The generator basically becomes Expr(:block, :(common_code), if_generated_code). Now if the if_generated_code contains (unquoted!) return, that returns straight out of the generator. E.g. for foo and bar as above, we have

julia> code_lowered(first(methods(foo)).generator.gen)
1-element Vector{Core.CodeInfo}:
 CodeInfo(
1 ─      nothing
│   %2 = $(Expr(:copyast, :($(QuoteNode(:(error("oops")))))))
└──      return :nothing
2 ─ %4 = Core._expr(:block, $(QuoteNode(:(#= REPL[1]:2 =#))), %2, $(QuoteNode(:(#= REPL[1]:3 =#))), nothing)
└──      return %4
)

julia> code_lowered(first(methods(bar)).generator.gen)
1-element Vector{Core.CodeInfo}:
 CodeInfo(
1 ─      nothing
│   %2 = $(Expr(:copyast, :($(QuoteNode(:(error("oops")))))))
│   %3 = Core._expr(:block, $(QuoteNode(:(#= REPL[2]:2 =#))), %2, $(QuoteNode(:(#= REPL[2]:3 =#))), :nothing)
└──      return %3
)

I think the final nothing in %4 in the former is actually %3, i.e. the result of the return, so yes, this is closely related to #50415 indeed.

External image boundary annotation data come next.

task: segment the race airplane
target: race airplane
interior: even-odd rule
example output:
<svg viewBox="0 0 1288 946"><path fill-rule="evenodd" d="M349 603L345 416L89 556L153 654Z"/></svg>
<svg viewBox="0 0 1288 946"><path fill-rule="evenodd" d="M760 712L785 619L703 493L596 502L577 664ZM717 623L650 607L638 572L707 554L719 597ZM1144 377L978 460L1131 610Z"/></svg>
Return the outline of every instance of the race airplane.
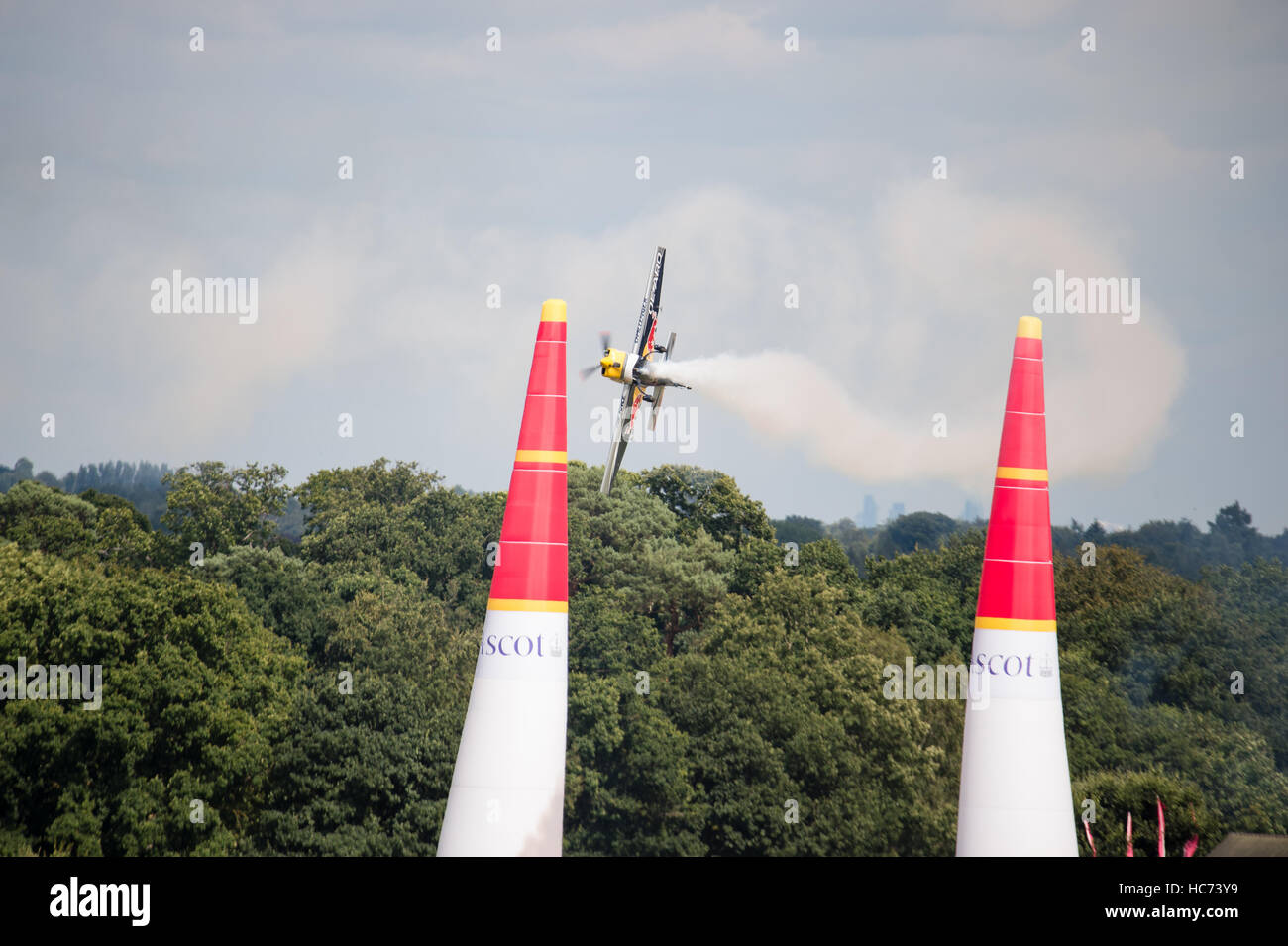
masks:
<svg viewBox="0 0 1288 946"><path fill-rule="evenodd" d="M613 480L617 479L617 470L626 454L626 444L631 441L635 414L639 413L640 403L647 400L653 405L649 427L654 429L666 387L688 389L688 385L672 381L658 371L662 362L668 360L675 349L675 332L671 332L666 345L657 345L653 341L653 336L657 335L657 314L662 309L662 266L665 263L666 247L659 246L653 256L653 272L644 290L644 305L640 306L640 320L635 326L635 344L631 345L631 350L622 351L612 348L612 339L604 332L600 336L600 344L604 349L603 358L599 359L598 364L581 371L582 381L598 371L603 377L622 386L622 399L617 405L617 416L613 421L613 438L608 447L608 463L604 465L604 483L599 488L604 496L608 496L613 488ZM662 354L662 362L653 360L656 353ZM648 390L650 387L652 393Z"/></svg>

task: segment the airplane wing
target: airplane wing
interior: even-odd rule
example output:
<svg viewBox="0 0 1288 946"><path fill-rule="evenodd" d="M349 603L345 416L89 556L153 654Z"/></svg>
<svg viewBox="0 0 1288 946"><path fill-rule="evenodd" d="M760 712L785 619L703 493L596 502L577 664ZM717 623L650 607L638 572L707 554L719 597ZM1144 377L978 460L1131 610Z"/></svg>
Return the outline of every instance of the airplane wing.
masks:
<svg viewBox="0 0 1288 946"><path fill-rule="evenodd" d="M640 358L653 354L653 336L657 335L657 314L662 309L662 269L666 265L666 247L659 246L653 255L653 270L649 273L648 286L644 287L644 304L640 306L640 318L635 323L635 344L631 350ZM608 462L604 465L604 481L599 492L608 496L617 479L617 470L622 466L622 457L626 456L626 444L631 441L631 431L635 430L635 416L644 402L644 391L635 385L626 385L622 389L622 400L617 405L617 418L613 425L613 440L608 445Z"/></svg>

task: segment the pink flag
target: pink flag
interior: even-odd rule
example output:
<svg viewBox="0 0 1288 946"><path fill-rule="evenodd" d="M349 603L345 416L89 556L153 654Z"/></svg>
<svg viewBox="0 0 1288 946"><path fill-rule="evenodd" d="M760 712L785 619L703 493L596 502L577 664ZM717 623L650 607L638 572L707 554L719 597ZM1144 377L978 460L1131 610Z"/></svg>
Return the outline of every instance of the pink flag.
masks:
<svg viewBox="0 0 1288 946"><path fill-rule="evenodd" d="M1167 851L1163 849L1163 799L1154 795L1154 801L1158 802L1158 856L1167 857Z"/></svg>

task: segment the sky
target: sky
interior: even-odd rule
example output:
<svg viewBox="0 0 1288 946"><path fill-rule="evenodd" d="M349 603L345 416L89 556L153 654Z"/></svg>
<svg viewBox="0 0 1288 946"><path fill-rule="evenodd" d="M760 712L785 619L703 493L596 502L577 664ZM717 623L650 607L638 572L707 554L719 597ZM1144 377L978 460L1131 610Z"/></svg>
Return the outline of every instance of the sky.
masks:
<svg viewBox="0 0 1288 946"><path fill-rule="evenodd" d="M603 463L617 389L576 368L661 245L659 333L724 369L626 468L987 515L1041 314L1056 524L1288 528L1288 8L532 6L0 4L0 462L505 489L559 297ZM255 320L155 311L174 270L255 279ZM1139 306L1039 313L1057 272Z"/></svg>

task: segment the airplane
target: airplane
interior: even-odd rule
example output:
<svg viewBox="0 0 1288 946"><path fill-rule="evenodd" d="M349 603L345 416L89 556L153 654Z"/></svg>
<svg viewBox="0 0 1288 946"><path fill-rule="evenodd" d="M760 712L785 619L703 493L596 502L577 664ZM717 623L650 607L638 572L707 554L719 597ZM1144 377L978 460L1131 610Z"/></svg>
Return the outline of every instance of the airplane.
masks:
<svg viewBox="0 0 1288 946"><path fill-rule="evenodd" d="M648 284L644 287L644 305L640 306L640 318L635 324L635 342L630 351L614 349L612 337L604 332L600 335L600 345L604 349L603 358L589 368L582 368L581 380L585 381L596 371L601 377L614 381L622 386L622 399L617 405L617 416L613 422L613 439L608 447L608 462L604 465L604 481L599 492L608 496L617 479L617 470L622 465L626 454L626 444L631 441L631 431L635 429L635 414L639 413L640 404L648 402L653 405L650 429L657 427L657 412L662 407L662 394L667 387L684 387L662 375L658 368L661 362L653 360L653 355L661 353L662 362L670 360L675 350L675 332L667 339L666 345L654 342L657 335L657 315L662 309L662 268L666 264L666 247L659 246L653 256L653 272L649 274ZM653 389L649 393L649 387Z"/></svg>

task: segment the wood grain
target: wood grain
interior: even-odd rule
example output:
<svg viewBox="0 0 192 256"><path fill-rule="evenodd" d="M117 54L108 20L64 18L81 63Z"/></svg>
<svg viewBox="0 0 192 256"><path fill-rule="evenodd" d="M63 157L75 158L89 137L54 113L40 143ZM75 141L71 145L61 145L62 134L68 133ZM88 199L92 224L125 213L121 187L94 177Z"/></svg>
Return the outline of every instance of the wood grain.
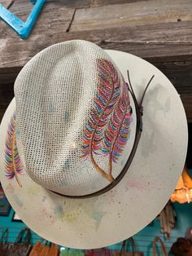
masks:
<svg viewBox="0 0 192 256"><path fill-rule="evenodd" d="M2 4L4 7L9 9L14 2L15 0L1 0L0 3Z"/></svg>
<svg viewBox="0 0 192 256"><path fill-rule="evenodd" d="M192 20L191 0L152 0L76 11L72 31L121 28ZM118 31L116 31L118 33Z"/></svg>

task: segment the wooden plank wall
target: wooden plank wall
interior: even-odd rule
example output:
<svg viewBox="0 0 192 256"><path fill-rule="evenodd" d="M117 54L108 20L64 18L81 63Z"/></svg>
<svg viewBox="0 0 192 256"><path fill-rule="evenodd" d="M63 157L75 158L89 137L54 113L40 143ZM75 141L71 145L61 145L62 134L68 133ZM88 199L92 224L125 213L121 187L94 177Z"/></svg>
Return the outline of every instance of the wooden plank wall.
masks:
<svg viewBox="0 0 192 256"><path fill-rule="evenodd" d="M23 20L28 0L3 0ZM13 82L37 52L71 39L138 55L158 67L181 94L192 121L191 0L59 0L45 5L28 40L0 21L0 118L13 96Z"/></svg>

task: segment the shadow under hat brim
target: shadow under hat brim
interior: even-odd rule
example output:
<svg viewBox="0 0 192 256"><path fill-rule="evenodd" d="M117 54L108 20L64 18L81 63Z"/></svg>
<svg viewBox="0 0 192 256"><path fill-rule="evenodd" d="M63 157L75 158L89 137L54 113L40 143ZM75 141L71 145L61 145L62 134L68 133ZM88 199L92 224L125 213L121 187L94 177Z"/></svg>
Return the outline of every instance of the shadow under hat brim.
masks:
<svg viewBox="0 0 192 256"><path fill-rule="evenodd" d="M144 101L143 131L129 171L111 191L93 198L56 195L21 174L22 188L3 171L7 126L13 100L0 126L0 179L20 218L41 236L71 248L93 249L132 236L161 211L181 174L187 150L187 122L181 99L155 67L134 55L107 51L127 81L127 70L140 102Z"/></svg>

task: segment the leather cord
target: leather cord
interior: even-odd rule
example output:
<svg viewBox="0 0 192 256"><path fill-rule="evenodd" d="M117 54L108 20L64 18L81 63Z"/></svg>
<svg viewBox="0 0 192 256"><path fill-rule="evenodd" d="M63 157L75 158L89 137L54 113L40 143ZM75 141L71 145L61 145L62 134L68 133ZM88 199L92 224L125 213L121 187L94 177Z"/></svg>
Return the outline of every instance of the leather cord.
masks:
<svg viewBox="0 0 192 256"><path fill-rule="evenodd" d="M146 90L149 86L149 85L151 84L152 79L154 78L154 75L151 77L151 78L150 79L149 82L147 83L146 89L144 90L142 98L142 101L141 104L138 104L137 100L136 99L135 94L133 92L133 87L132 87L132 84L131 84L131 81L130 81L130 77L129 77L129 71L127 71L128 73L128 79L129 79L129 86L128 86L129 90L133 97L133 99L134 101L134 105L135 105L135 109L136 109L136 116L137 116L137 126L136 126L136 134L135 134L135 139L134 139L134 143L133 146L132 148L130 155L128 158L128 161L125 164L125 166L124 166L123 170L121 170L121 172L120 173L120 174L114 179L113 182L111 182L110 184L108 184L107 186L106 186L105 188L90 193L90 194L86 194L86 195L82 195L82 196L69 196L69 195L64 195L64 194L61 194L59 192L55 192L52 190L50 190L50 192L52 192L55 194L62 196L65 196L65 197L69 197L69 198L89 198L89 197L94 197L94 196L100 196L102 194L104 194L105 192L108 192L109 190L111 190L111 188L113 188L114 187L116 186L116 184L119 183L119 182L123 179L123 177L125 175L125 174L127 173L132 161L134 157L136 150L137 148L137 145L141 138L141 135L142 135L142 114L143 114L143 107L142 107L142 101L145 96L145 94L146 92Z"/></svg>

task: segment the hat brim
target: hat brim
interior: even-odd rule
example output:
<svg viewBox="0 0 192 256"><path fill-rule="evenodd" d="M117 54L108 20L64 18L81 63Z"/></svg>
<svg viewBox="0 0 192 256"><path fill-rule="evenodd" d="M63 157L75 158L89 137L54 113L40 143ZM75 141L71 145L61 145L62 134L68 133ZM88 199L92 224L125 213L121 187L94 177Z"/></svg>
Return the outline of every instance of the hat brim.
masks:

adienes commented 1 month ago

surely this is a bug? why remove the labels? the docs explicitly say

Notice that we added an error check to the top of the function. This code will be common to both versions, and is run-time code in both versions (it will be quoted and returned as an expression from the generated version).

which is not matched by the implementation

vtjnash commented 1 month ago

The @generated is just a macro, and like other macros, this is just a common gotcha that return can skip followup code

adienes commented 1 month ago

I hear you --- but it's not really "followup code" imo --- the assertions here lexically precede the return.